To test whether mediation of placebo effects on social versus physical pain were driven by separable activation patterns in the dlPFC, we compared individual (person-level) images for the social pain mediation effect (Path ab) with images for the physical pain mediation effects for individuals in the Placebo group (N = 20). We trained a support vector machine (SVM) to classify to which modality (social or physical) each map belonged. To assess the accuracy of the classifier, we used a cross-validation procedure, in which the two mediation images for each subject served as a holdout set once, resulting in a 20-fold (leave-one-subject out) cross-validation. Accuracy is reported on forced-choice tests on holdout (test) images. To test whether this pattern was indeed driven by the mediation of the placebo effects and not by residual activity due to rejection versus heat pain, we performed the same SVM analysis in the Control group as well.
Results
Social rejection
Behavioral results
We tested for placebo effects on reported rejection and pain experience using a multilevel GLM. In line with our prediction, placebo treatment reduced social pain, as evidenced by a significant effect of Placebo versus Control Group on Pretreatment versus Post-treatment negative affect (t(38) = 3.3, p = 0.001, Cohen's d = 1.04). This effect is shown in Figure 1C. No significant changes were observed for the Friend condition.

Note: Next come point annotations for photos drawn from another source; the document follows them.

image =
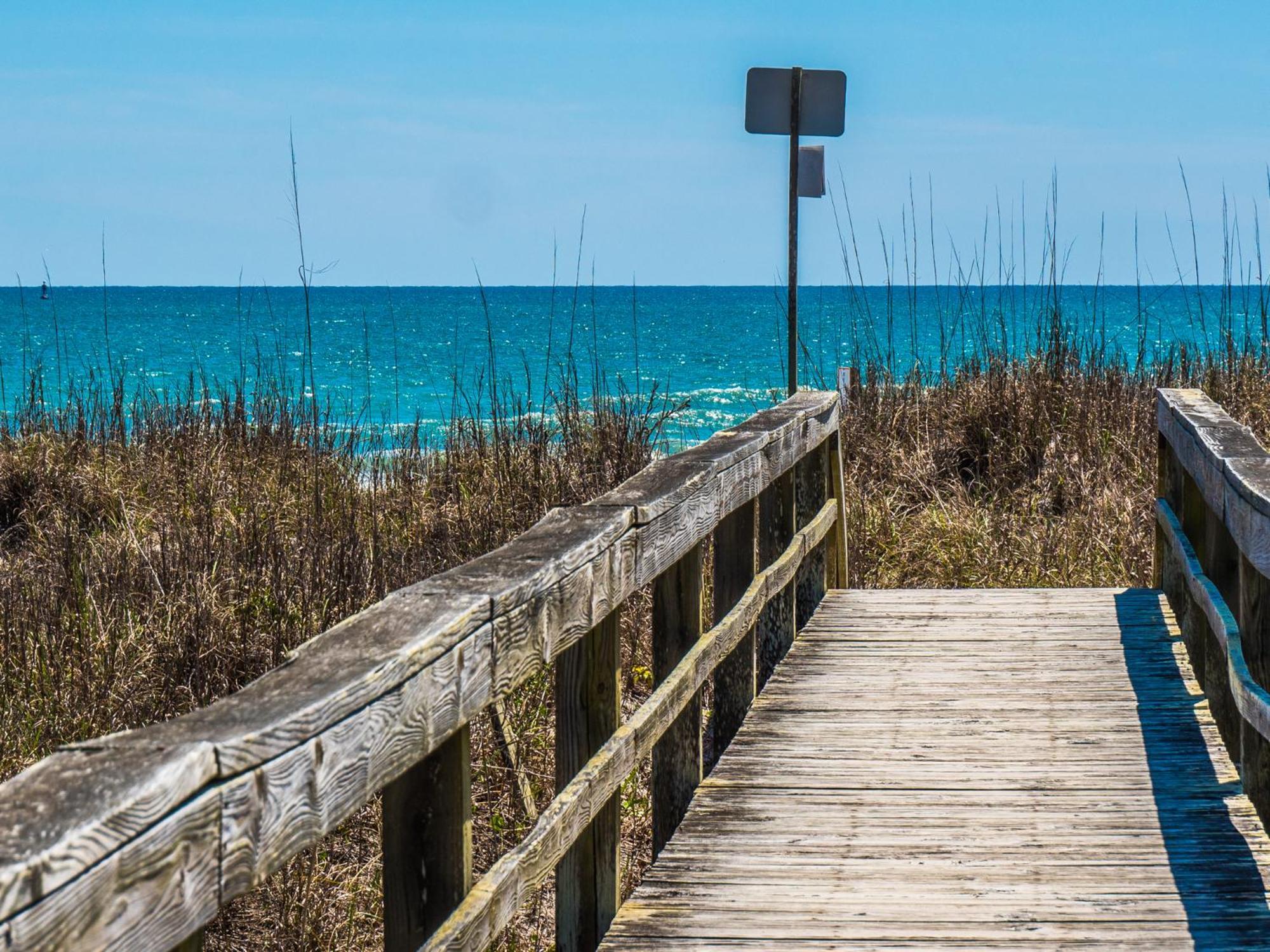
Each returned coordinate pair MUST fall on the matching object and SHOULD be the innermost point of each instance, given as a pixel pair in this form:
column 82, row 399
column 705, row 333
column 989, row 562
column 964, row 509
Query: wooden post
column 1255, row 631
column 678, row 757
column 589, row 710
column 811, row 480
column 796, row 116
column 427, row 833
column 775, row 633
column 735, row 677
column 839, row 538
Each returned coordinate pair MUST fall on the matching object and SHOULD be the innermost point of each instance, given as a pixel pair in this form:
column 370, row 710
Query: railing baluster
column 838, row 565
column 589, row 710
column 777, row 515
column 678, row 757
column 1255, row 633
column 811, row 479
column 735, row 677
column 427, row 835
column 303, row 748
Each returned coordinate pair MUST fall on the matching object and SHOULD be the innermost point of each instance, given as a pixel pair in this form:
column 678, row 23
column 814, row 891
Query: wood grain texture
column 839, row 538
column 777, row 527
column 427, row 835
column 510, row 883
column 678, row 756
column 1229, row 469
column 811, row 491
column 294, row 753
column 733, row 572
column 589, row 710
column 975, row 770
column 1229, row 673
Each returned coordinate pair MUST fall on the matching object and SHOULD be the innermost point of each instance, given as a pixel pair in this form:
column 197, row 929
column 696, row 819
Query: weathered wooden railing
column 1213, row 562
column 135, row 841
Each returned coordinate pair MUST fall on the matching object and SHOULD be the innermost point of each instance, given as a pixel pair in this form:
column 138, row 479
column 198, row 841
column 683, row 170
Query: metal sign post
column 792, row 309
column 797, row 102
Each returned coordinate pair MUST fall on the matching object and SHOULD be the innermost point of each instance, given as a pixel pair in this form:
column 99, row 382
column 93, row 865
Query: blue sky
column 435, row 135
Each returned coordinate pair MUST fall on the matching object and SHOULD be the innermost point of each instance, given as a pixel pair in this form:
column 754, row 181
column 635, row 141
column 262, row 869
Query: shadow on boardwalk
column 1216, row 874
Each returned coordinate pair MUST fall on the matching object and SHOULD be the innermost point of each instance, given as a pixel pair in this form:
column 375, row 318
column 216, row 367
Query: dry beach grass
column 162, row 553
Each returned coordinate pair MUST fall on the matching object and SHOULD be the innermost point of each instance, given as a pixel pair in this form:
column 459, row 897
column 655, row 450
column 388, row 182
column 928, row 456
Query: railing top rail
column 168, row 823
column 1230, row 466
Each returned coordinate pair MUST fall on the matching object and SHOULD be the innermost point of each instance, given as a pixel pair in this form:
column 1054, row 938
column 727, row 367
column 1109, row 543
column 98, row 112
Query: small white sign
column 811, row 172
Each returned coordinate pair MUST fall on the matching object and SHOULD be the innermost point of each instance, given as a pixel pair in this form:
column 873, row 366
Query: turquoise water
column 399, row 355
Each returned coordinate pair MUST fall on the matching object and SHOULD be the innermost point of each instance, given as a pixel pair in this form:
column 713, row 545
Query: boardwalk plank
column 968, row 770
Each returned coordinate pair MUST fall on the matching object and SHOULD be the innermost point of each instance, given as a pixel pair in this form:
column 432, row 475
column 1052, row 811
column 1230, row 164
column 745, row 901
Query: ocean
column 417, row 354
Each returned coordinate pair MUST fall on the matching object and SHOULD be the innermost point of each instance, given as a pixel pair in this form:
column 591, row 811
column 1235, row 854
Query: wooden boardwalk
column 971, row 770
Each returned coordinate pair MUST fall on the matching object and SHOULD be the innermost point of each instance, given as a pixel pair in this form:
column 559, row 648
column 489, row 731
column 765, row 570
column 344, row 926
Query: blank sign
column 822, row 107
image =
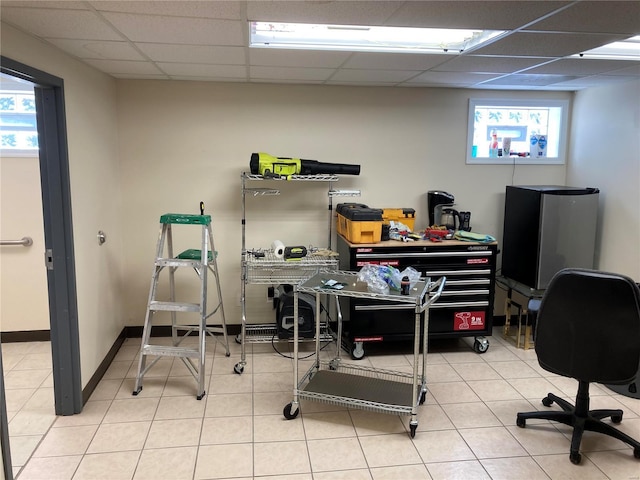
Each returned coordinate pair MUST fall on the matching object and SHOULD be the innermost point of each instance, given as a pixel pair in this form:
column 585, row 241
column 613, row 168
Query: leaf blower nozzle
column 265, row 164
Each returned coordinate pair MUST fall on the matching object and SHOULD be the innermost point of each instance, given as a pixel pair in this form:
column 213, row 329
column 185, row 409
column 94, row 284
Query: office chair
column 588, row 328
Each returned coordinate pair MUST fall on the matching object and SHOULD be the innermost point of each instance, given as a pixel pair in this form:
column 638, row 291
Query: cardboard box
column 359, row 224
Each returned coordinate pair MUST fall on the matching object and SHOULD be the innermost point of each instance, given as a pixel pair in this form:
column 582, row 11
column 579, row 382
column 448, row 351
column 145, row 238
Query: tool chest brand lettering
column 469, row 321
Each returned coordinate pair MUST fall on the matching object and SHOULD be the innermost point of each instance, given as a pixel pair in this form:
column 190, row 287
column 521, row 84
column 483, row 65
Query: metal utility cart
column 372, row 389
column 263, row 267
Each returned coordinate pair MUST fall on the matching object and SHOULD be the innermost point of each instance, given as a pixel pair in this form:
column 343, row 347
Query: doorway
column 58, row 236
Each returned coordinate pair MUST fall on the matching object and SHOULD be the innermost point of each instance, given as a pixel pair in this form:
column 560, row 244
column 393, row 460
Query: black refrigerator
column 547, row 228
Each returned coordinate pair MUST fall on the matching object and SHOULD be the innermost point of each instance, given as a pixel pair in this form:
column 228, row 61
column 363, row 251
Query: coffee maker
column 435, row 198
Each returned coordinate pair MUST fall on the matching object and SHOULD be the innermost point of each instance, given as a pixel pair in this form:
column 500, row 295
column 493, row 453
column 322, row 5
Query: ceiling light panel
column 358, row 38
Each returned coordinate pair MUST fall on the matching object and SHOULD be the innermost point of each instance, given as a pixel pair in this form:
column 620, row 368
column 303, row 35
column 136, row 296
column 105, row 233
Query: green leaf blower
column 270, row 166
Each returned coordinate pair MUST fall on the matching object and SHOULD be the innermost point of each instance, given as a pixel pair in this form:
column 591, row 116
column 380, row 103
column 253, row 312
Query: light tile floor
column 466, row 426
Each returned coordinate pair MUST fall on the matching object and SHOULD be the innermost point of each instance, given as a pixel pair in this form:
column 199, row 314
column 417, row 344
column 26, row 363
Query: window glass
column 508, row 131
column 18, row 127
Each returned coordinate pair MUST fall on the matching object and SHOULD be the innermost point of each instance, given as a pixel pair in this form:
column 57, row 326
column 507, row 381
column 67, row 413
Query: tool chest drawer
column 465, row 307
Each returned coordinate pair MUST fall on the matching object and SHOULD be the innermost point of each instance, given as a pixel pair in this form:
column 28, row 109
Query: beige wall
column 605, row 145
column 142, row 148
column 23, row 278
column 182, row 142
column 90, row 103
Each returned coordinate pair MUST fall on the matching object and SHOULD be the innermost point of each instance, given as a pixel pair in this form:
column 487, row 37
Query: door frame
column 58, row 233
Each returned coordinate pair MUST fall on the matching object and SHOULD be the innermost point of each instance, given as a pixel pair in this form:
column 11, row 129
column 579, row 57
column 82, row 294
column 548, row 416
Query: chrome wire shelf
column 273, row 270
column 321, row 177
column 268, row 332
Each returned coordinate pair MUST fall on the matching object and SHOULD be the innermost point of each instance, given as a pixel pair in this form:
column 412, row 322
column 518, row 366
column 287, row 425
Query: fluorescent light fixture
column 628, row 49
column 366, row 39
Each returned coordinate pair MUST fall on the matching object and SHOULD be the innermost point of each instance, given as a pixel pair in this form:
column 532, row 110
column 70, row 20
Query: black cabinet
column 464, row 309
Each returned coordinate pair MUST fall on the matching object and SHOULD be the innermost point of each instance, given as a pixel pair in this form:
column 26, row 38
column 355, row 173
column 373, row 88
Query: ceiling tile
column 485, row 64
column 530, row 80
column 140, row 76
column 180, row 30
column 98, row 49
column 580, row 66
column 66, row 5
column 316, row 74
column 630, row 71
column 197, row 9
column 296, row 58
column 164, row 52
column 386, row 76
column 457, row 78
column 488, row 15
column 336, row 12
column 200, row 70
column 395, row 61
column 596, row 81
column 52, row 23
column 545, row 44
column 595, row 17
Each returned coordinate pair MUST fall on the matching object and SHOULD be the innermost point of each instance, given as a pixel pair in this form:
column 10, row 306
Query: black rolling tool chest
column 465, row 308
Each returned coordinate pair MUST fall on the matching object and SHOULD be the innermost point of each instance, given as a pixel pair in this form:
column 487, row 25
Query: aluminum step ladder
column 202, row 262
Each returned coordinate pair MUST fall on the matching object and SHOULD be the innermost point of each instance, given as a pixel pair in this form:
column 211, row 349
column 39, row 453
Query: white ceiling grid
column 209, row 41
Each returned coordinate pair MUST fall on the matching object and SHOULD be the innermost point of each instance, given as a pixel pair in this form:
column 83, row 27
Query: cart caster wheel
column 287, row 412
column 481, row 345
column 357, row 352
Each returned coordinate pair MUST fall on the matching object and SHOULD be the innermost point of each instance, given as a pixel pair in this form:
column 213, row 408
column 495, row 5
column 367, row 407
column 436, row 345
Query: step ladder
column 202, row 262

Placebo effects on an a priori fMRI marker of rejection
To test for placebo effects on the expression of the social rejection pattern (developed by Woo et al., 2014), as in previous studies (Wager et al., 2013), we calculated the cross-product of the social-rejection pattern (Woo et al., 2014) with the individual contrast images for the Ex-Partner condition Preintervention and Postintervention. This provided a single number for each participant that reflected the intensity of activation in the rejection pattern. We expected a reduction in the rejection signature with placebo. Paired t tests between Placebo and Control groups revealed a greater decrease in rejection pattern expression in the Placebo compared with the Control group Postintervention compared with Preintervention (t(19) = 2.2, p = 0.022), due to a significantly lower pattern expression Postintervention in the Placebo compared with the Control group (t(19) = 1.8, p = 0.042).

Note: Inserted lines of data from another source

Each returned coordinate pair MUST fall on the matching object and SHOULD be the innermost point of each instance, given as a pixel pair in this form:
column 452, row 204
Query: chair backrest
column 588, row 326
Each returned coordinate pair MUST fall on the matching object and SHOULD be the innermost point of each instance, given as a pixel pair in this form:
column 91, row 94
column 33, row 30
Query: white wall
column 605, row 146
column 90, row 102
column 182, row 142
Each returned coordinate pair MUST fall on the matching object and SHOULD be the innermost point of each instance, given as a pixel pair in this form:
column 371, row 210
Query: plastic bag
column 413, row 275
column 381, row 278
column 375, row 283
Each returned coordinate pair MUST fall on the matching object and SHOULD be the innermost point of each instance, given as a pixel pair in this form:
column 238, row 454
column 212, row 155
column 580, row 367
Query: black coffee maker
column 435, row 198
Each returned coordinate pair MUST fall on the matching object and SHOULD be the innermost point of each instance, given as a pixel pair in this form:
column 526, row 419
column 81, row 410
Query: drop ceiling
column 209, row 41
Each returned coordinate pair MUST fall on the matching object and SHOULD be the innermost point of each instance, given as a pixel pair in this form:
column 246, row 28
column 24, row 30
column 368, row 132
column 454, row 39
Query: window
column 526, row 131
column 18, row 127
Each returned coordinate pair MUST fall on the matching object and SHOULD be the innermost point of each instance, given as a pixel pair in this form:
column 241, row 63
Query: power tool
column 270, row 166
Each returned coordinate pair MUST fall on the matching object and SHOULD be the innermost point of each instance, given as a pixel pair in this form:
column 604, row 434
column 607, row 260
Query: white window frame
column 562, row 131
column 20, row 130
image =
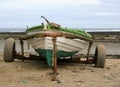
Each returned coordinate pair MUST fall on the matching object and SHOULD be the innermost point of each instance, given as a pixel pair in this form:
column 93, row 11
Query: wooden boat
column 68, row 41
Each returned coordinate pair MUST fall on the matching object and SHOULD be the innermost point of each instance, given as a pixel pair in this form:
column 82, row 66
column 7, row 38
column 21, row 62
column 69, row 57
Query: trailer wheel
column 100, row 56
column 9, row 50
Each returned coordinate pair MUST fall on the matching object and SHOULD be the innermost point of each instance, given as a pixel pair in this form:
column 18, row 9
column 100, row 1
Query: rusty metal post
column 88, row 53
column 54, row 59
column 22, row 49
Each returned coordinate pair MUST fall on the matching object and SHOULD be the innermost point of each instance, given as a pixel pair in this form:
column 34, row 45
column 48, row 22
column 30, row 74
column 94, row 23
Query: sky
column 67, row 13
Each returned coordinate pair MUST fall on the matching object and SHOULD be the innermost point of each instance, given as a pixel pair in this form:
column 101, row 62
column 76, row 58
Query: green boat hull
column 47, row 54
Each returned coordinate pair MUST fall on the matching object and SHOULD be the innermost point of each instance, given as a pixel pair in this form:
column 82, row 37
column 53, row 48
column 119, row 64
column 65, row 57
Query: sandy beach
column 37, row 74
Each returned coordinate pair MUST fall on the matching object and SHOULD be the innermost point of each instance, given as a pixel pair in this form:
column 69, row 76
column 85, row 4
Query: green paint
column 74, row 31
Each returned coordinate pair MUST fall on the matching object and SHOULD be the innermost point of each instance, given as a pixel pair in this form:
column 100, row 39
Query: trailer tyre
column 9, row 50
column 100, row 56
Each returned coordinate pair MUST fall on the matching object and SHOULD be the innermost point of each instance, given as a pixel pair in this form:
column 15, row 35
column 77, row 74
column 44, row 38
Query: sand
column 37, row 73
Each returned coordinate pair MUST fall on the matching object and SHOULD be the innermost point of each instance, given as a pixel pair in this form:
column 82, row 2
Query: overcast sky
column 67, row 13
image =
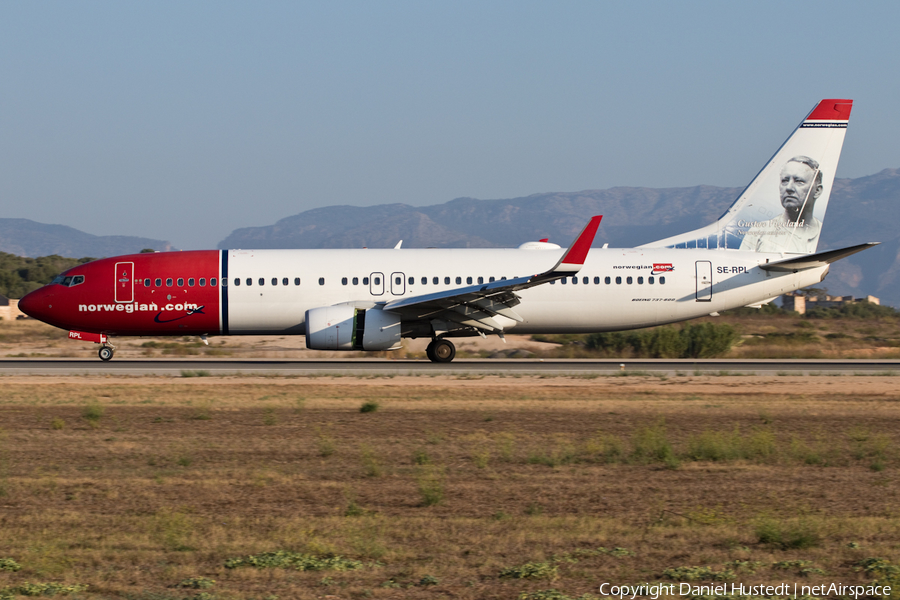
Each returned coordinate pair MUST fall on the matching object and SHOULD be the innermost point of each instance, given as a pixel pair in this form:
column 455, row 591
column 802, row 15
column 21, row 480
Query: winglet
column 576, row 254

Placebo effects on prefrontal-brainstem pathways
Our moderated mediation model tests for placebo-induced changes (Post vs Pre) in brain activity (placebo effect on Path a) and in brain activity mediating the effect on behavioral outcomes (placebo effect on Path ab). It also tests whether the brain predictors of affect ratings varied significantly across groups (placebo effect on Path b), which would indicate placebo-induced changes in the relationships between brain activity and affective experience. Such changes could indicate recruitment of different local circuits within affective brain regions under placebo, possibly related to differences in the quality of cognitive appraisal.

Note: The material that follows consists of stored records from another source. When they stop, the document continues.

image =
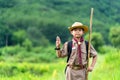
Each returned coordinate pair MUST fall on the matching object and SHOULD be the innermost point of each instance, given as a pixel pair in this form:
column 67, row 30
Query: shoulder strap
column 69, row 48
column 86, row 43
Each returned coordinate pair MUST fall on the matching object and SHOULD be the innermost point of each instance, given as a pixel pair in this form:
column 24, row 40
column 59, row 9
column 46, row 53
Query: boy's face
column 77, row 32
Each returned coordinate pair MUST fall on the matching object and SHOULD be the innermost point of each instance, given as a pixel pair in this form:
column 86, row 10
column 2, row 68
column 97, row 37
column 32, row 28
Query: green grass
column 106, row 68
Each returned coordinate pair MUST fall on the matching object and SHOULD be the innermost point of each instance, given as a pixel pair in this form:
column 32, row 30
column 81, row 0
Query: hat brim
column 83, row 27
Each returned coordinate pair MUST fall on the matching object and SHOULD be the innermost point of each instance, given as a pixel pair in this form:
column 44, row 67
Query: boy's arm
column 91, row 67
column 60, row 52
column 93, row 54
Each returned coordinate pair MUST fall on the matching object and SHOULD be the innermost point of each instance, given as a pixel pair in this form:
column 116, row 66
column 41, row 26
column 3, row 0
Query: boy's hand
column 58, row 42
column 90, row 69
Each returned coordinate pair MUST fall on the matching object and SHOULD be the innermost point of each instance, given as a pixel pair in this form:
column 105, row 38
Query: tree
column 114, row 36
column 97, row 40
column 19, row 37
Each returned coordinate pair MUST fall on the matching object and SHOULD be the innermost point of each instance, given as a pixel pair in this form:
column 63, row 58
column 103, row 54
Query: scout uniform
column 76, row 70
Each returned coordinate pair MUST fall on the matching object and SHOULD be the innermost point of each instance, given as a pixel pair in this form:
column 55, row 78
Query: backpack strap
column 69, row 48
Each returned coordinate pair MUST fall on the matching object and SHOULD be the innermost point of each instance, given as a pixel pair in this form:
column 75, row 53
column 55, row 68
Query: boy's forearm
column 58, row 52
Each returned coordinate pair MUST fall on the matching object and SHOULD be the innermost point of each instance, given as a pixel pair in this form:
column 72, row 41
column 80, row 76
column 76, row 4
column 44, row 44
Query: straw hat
column 78, row 25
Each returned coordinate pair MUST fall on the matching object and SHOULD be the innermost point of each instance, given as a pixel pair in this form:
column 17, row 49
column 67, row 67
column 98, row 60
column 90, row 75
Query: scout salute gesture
column 76, row 53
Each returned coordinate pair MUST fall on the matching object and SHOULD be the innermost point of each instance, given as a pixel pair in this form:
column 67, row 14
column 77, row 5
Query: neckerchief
column 79, row 49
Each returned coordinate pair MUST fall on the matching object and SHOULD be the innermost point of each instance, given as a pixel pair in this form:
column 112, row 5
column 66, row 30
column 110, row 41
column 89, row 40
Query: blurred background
column 28, row 29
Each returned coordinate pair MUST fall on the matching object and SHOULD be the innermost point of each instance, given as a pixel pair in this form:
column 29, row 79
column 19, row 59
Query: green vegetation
column 28, row 29
column 47, row 19
column 107, row 67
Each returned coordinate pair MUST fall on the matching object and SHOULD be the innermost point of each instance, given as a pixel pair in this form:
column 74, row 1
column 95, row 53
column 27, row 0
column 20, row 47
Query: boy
column 76, row 65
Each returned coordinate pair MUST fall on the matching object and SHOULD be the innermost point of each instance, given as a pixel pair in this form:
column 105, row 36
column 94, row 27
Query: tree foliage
column 97, row 40
column 114, row 36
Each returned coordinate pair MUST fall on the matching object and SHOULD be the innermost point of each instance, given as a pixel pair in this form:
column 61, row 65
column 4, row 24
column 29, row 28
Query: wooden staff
column 89, row 42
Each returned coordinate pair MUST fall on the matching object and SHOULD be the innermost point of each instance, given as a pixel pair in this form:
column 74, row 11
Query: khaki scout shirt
column 73, row 60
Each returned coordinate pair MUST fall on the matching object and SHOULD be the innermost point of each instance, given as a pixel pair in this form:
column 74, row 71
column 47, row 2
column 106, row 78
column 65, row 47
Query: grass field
column 107, row 68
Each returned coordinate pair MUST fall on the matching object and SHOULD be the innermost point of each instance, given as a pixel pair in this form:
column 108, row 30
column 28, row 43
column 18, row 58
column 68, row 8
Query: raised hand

The results of this analysis, testing mediation of placebo effects on social pain in three key regions, dlPFC, vmPFC/OFC/rACC, and PAG/brainstem, are shown in Figure 2. In line with our hypothesis, the right dlPFC showed significant effects for group differences on all three paths, in partially overlapping clusters (Fig. 2A). Following treatment, activity increased more in the Placebo compared with the Control group (placebo effect on Path a, peak coordinates x = 52, y = −4, z = 46, Z = 9.79). Further, functional activity in right dlPFC was correlated with more positive affect ratings in the Placebo group, but not in the Control group (placebo effect on Path b, x = 32, y = 2, z = 50, Z = 9.19). This indicates that placebo treatment altered the functional relationship between activity and affective outcomes, and specifically that the contents of activated dlPFC representations were more strongly associated with positive affect under Placebo. Several clusters in right dlPFC also showed significant group differences in mediation effects (placebo effect on Path ab, x = 44, y = 0, z = 34, Z = 8.91), confirming a key role of this region in mediating placebo treatment effects on behavioral outcomes.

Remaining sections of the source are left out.